Hemorragia Subaracnoidea: Diagnóstico e Manejo Inicial

UFMA/HU-UFMA - Hospital Universitário da UFMA (MA) — Prova 2020

Enunciado

Paciente 52 anos, apresenta cefaleia de início súbito seguida de alteração do nível de consciência. Ao exame clínico, apresentava Glasgow 13, rigidez de nuca, ptose palpebral esquerda, estrabismo divergente a esquerda, anisocoria com pupila esquerda midriática. Com base na principal hipótese diagnóstica do caso assinale, assinale a alternativa INCORRETA:

Alternativas

  1. A) Tomografia de crânio é o exame de escolha na emergência.
  2. B) Pelo déficit neurológico focal, a ressonância magnética de crânio é o exame de escolha.
  3. C) Controle rigoroso da pressão arterial, mantendo níveis pressão sistólica próximos de 140 a 160 mmHg.
  4. D) Nimodipina 60mg, a cada 4 horas está indicada durante 21 dias.

Pérola Clínica

HSA: cefaleia súbita + rigidez de nuca + paralisia III nervo craniano. TC crânio é exame de escolha na emergência.

Resumo-Chave

A apresentação clínica com cefaleia súbita e sinais de irritação meníngea, associada a disfunção do III nervo craniano (ptose, midríase, estrabismo divergente), é altamente sugestiva de Hemorragia Subaracnoidea (HSA), provavelmente por ruptura de aneurisma. Nesses casos, a Tomografia Computadorizada (TC) de crânio sem contraste é o exame de escolha inicial na emergência devido à sua rapidez e alta sensibilidade para detectar sangue agudo.

Contexto Educacional

A Hemorragia Subaracnoidea (HSA) é uma emergência neurológica grave, frequentemente causada pela ruptura de um aneurisma cerebral. Caracteriza-se por uma cefaleia de início súbito e intensidade máxima, muitas vezes descrita como "a pior dor de cabeça da vida". A presença de sinais de irritação meníngea, como rigidez de nuca, e déficits focais, especialmente a paralisia do III nervo craniano, reforçam a suspeita.

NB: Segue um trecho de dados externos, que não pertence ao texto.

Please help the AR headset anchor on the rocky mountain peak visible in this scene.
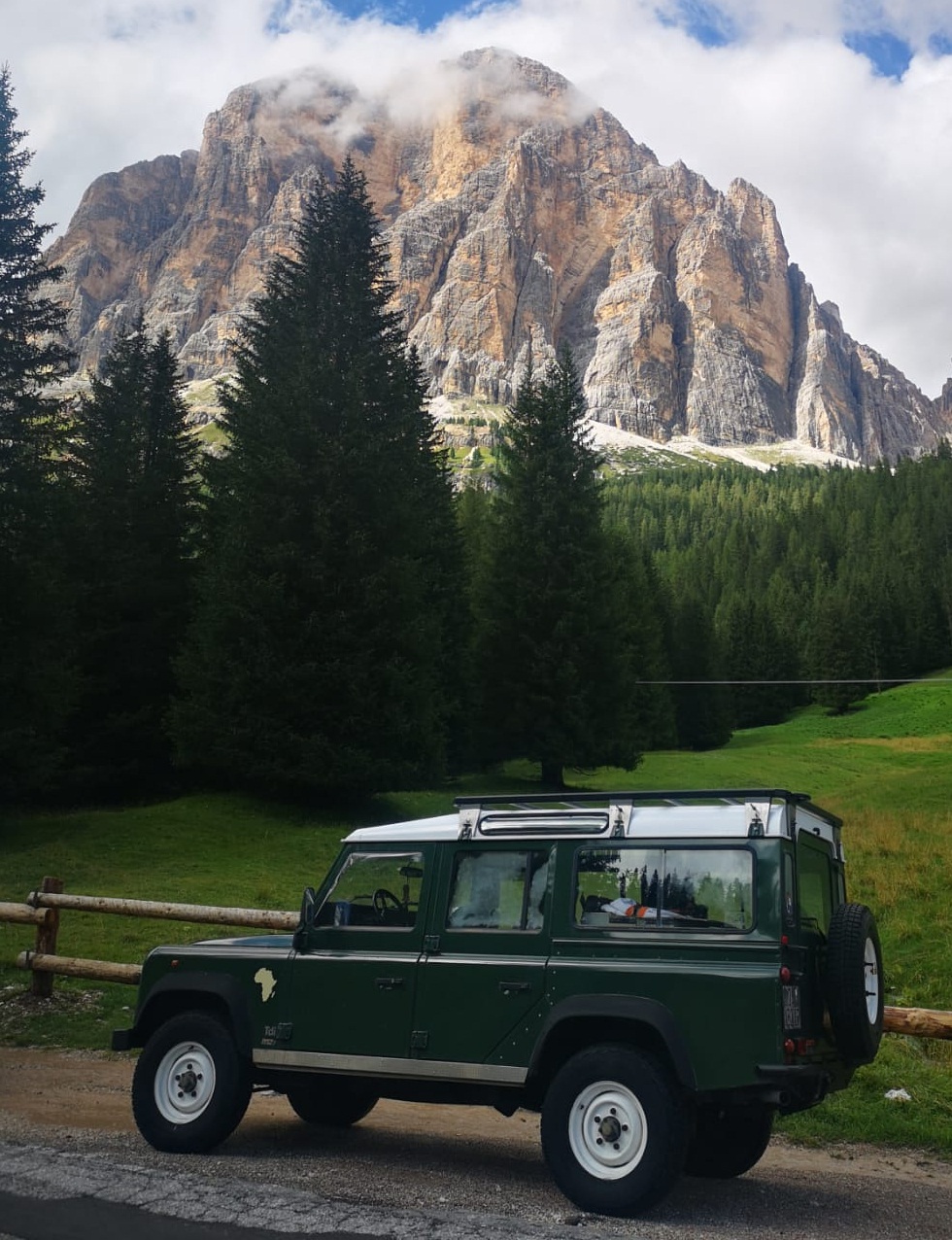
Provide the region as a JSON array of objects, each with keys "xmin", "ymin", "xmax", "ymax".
[{"xmin": 50, "ymin": 49, "xmax": 952, "ymax": 462}]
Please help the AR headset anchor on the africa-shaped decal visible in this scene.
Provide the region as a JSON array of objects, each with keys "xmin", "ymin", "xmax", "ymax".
[{"xmin": 255, "ymin": 969, "xmax": 278, "ymax": 1003}]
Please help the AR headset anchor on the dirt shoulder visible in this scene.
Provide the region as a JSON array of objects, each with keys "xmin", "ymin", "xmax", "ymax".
[{"xmin": 0, "ymin": 1047, "xmax": 952, "ymax": 1189}]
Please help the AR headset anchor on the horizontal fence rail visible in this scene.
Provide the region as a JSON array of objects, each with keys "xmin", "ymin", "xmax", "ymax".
[
  {"xmin": 0, "ymin": 878, "xmax": 952, "ymax": 1042},
  {"xmin": 24, "ymin": 891, "xmax": 300, "ymax": 930}
]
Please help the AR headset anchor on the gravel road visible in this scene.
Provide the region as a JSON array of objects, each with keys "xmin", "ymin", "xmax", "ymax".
[{"xmin": 0, "ymin": 1049, "xmax": 952, "ymax": 1240}]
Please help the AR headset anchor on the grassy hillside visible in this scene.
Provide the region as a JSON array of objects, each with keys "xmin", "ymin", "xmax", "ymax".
[{"xmin": 0, "ymin": 677, "xmax": 952, "ymax": 1157}]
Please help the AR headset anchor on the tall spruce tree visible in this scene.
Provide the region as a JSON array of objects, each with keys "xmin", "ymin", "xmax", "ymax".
[
  {"xmin": 69, "ymin": 321, "xmax": 198, "ymax": 796},
  {"xmin": 476, "ymin": 352, "xmax": 639, "ymax": 787},
  {"xmin": 174, "ymin": 158, "xmax": 457, "ymax": 792},
  {"xmin": 0, "ymin": 66, "xmax": 72, "ymax": 800}
]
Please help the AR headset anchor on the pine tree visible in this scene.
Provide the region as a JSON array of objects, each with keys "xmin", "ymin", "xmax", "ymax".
[
  {"xmin": 0, "ymin": 67, "xmax": 72, "ymax": 800},
  {"xmin": 71, "ymin": 321, "xmax": 197, "ymax": 796},
  {"xmin": 174, "ymin": 160, "xmax": 458, "ymax": 792},
  {"xmin": 476, "ymin": 354, "xmax": 638, "ymax": 787}
]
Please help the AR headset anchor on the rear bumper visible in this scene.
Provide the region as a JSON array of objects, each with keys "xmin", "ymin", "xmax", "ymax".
[{"xmin": 758, "ymin": 1064, "xmax": 832, "ymax": 1115}]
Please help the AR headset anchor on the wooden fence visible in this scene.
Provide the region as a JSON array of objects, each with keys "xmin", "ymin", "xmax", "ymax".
[{"xmin": 0, "ymin": 878, "xmax": 952, "ymax": 1041}]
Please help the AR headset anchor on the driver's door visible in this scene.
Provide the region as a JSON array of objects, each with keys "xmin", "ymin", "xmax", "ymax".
[{"xmin": 282, "ymin": 845, "xmax": 431, "ymax": 1071}]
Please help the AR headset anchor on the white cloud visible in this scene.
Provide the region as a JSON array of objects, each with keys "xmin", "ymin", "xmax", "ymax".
[{"xmin": 4, "ymin": 0, "xmax": 952, "ymax": 396}]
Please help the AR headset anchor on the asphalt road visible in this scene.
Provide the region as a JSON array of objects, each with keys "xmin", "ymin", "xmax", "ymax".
[
  {"xmin": 0, "ymin": 1121, "xmax": 952, "ymax": 1240},
  {"xmin": 0, "ymin": 1051, "xmax": 952, "ymax": 1240}
]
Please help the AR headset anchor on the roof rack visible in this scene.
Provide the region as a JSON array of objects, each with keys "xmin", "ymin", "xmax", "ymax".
[{"xmin": 454, "ymin": 787, "xmax": 843, "ymax": 826}]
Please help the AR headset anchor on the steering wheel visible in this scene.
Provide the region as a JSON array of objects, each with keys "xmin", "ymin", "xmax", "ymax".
[{"xmin": 373, "ymin": 886, "xmax": 403, "ymax": 920}]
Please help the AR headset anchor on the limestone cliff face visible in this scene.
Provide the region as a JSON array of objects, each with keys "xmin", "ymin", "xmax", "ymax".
[{"xmin": 50, "ymin": 51, "xmax": 952, "ymax": 462}]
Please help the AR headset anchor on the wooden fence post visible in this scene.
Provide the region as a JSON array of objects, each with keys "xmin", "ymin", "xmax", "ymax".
[{"xmin": 31, "ymin": 877, "xmax": 63, "ymax": 999}]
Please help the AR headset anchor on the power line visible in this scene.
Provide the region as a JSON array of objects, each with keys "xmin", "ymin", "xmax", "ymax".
[{"xmin": 637, "ymin": 675, "xmax": 952, "ymax": 686}]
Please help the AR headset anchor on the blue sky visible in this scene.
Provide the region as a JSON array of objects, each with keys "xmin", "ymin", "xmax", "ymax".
[
  {"xmin": 316, "ymin": 0, "xmax": 952, "ymax": 80},
  {"xmin": 0, "ymin": 0, "xmax": 952, "ymax": 396}
]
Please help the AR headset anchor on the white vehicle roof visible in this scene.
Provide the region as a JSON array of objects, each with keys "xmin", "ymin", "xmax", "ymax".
[{"xmin": 347, "ymin": 789, "xmax": 843, "ymax": 859}]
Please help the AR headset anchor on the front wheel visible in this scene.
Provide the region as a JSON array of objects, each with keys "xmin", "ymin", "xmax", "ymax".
[
  {"xmin": 542, "ymin": 1046, "xmax": 686, "ymax": 1215},
  {"xmin": 133, "ymin": 1012, "xmax": 252, "ymax": 1154}
]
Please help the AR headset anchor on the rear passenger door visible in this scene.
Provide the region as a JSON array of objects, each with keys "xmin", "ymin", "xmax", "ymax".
[{"xmin": 413, "ymin": 842, "xmax": 551, "ymax": 1080}]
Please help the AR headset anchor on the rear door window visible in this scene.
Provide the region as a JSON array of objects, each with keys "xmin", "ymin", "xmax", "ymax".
[{"xmin": 575, "ymin": 845, "xmax": 754, "ymax": 930}]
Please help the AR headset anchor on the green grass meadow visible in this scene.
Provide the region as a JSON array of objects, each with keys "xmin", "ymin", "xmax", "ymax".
[{"xmin": 0, "ymin": 673, "xmax": 952, "ymax": 1158}]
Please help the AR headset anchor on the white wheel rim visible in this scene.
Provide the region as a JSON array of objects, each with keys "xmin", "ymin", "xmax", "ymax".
[
  {"xmin": 863, "ymin": 939, "xmax": 879, "ymax": 1024},
  {"xmin": 155, "ymin": 1042, "xmax": 215, "ymax": 1123},
  {"xmin": 569, "ymin": 1082, "xmax": 648, "ymax": 1179}
]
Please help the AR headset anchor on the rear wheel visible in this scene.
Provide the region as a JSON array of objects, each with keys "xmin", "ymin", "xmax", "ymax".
[
  {"xmin": 133, "ymin": 1012, "xmax": 252, "ymax": 1154},
  {"xmin": 288, "ymin": 1077, "xmax": 377, "ymax": 1128},
  {"xmin": 826, "ymin": 904, "xmax": 883, "ymax": 1064},
  {"xmin": 542, "ymin": 1046, "xmax": 686, "ymax": 1214},
  {"xmin": 684, "ymin": 1106, "xmax": 773, "ymax": 1179}
]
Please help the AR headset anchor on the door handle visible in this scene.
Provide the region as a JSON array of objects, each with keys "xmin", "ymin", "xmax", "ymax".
[
  {"xmin": 377, "ymin": 977, "xmax": 407, "ymax": 991},
  {"xmin": 499, "ymin": 982, "xmax": 531, "ymax": 994}
]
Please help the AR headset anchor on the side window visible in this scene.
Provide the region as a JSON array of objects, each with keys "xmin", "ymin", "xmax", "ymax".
[
  {"xmin": 446, "ymin": 849, "xmax": 549, "ymax": 930},
  {"xmin": 797, "ymin": 831, "xmax": 833, "ymax": 934},
  {"xmin": 315, "ymin": 853, "xmax": 423, "ymax": 930},
  {"xmin": 575, "ymin": 847, "xmax": 754, "ymax": 930}
]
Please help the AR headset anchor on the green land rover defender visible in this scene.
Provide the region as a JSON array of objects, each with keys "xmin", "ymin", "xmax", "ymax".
[{"xmin": 113, "ymin": 789, "xmax": 883, "ymax": 1214}]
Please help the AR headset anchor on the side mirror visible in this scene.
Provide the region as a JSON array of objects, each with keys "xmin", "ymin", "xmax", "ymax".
[{"xmin": 291, "ymin": 886, "xmax": 318, "ymax": 951}]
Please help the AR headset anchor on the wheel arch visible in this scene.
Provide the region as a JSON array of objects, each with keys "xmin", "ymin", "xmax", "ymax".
[
  {"xmin": 526, "ymin": 994, "xmax": 697, "ymax": 1107},
  {"xmin": 129, "ymin": 974, "xmax": 252, "ymax": 1056}
]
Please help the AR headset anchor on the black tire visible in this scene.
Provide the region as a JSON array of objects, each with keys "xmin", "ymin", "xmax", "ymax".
[
  {"xmin": 288, "ymin": 1077, "xmax": 377, "ymax": 1128},
  {"xmin": 684, "ymin": 1106, "xmax": 773, "ymax": 1179},
  {"xmin": 542, "ymin": 1046, "xmax": 686, "ymax": 1215},
  {"xmin": 826, "ymin": 904, "xmax": 883, "ymax": 1065},
  {"xmin": 133, "ymin": 1012, "xmax": 252, "ymax": 1154}
]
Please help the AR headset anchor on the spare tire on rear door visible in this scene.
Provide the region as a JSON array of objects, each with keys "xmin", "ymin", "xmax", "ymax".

O diagnóstico rápido é crucial para o prognóstico. A Tomografia Computadorizada (TC) de crânio sem contraste é o exame de escolha inicial na emergência devido à sua rapidez e alta sensibilidade para detectar sangue agudo. Em casos de TC negativa com alta suspeita clínica, a punção lombar para análise do líquor (xantocromia) é indicada. A Ressonância Magnética (RM) pode ser útil em casos subagudos ou para identificar a causa, mas não é o exame de primeira linha na fase aguda. O manejo da HSA inclui o controle rigoroso da pressão arterial, prevenção e tratamento do vasoespasmo cerebral (com nimodipina), e o tratamento definitivo do aneurisma (clipagem cirúrgica ou embolização endovascular). O residente deve estar apto a reconhecer a apresentação clínica, solicitar os exames corretos e iniciar as medidas de suporte e tratamento adequadas para otimizar os resultados do paciente.

Perguntas Frequentes

Quais são os sinais clássicos de hemorragia subaracnoidea por aneurisma roto?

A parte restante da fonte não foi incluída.